Is there a config setting to prevent the disable of the active check in this command timeout situation? If this is desired behavior to prevent thread overload, is there a way to get Nagios to automatically re-enable checks that get into this state?
This behavior lowers the integrity of our Nagios dashboards, as users stop trusting the statuses being reported.
Thanks in advance,
John
command check timeout disables active checks
Re: command check timeout disables active checks
What is host_down_disable_service_checks set to in nagios.cfg?
You might look at the nagios.cfg doc and search for orphan to see if it might apply, as well as looking for other settings that might be the cause.
Yiu might look at the service check timeout setting in nagios.cfg and make sure that the check_nrpe commands defined have a timeout less than the global timeout.
You might look at the nagios.cfg doc and search for orphan to see if it might apply, as well as looking for other settings that might be the cause.
Yiu might look at the service check timeout setting in nagios.cfg and make sure that the check_nrpe commands defined have a timeout less than the global timeout.
Re: command check timeout disables active checks
Thanks for the response.
Core Config Manager shows the following for check_nrpe command:
$USER1$/check_nrpe -2 -H $HOSTADDRESS$ -u -t 300 -c $ARG1$ $ARG2$ $ARG3$
all monitored hosts, have the same nrpe.cfg file setting
command_timeout=300
connection_timeout=300
Thanks for the direction.

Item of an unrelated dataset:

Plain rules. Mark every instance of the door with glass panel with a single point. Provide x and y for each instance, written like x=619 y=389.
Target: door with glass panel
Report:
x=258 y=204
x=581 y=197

I'll dig some.
John
/usr/local/nagios/etc/nagios.cfg has no entry for host_down_disable_service_checks
Will do.
/usr/local/nagios/etc/nagios.cfg has service_check_timeout=500
Core Config Manager shows the following for check_nrpe command:
$USER1$/check_nrpe -2 -H $HOSTADDRESS$ -u -t 300 -c $ARG1$ $ARG2$ $ARG3$
all monitored hosts, have the same nrpe.cfg file setting
command_timeout=300
connection_timeout=300
Thanks for the direction. I'll dig some.
John
Re: command check timeout disables active checks
FYI, I determined the cause of the issue. Figured I'd provide a resolution for others in a similar boat.
The service checks in question, I was converting to ACTIVE checks from PASSIVE checks.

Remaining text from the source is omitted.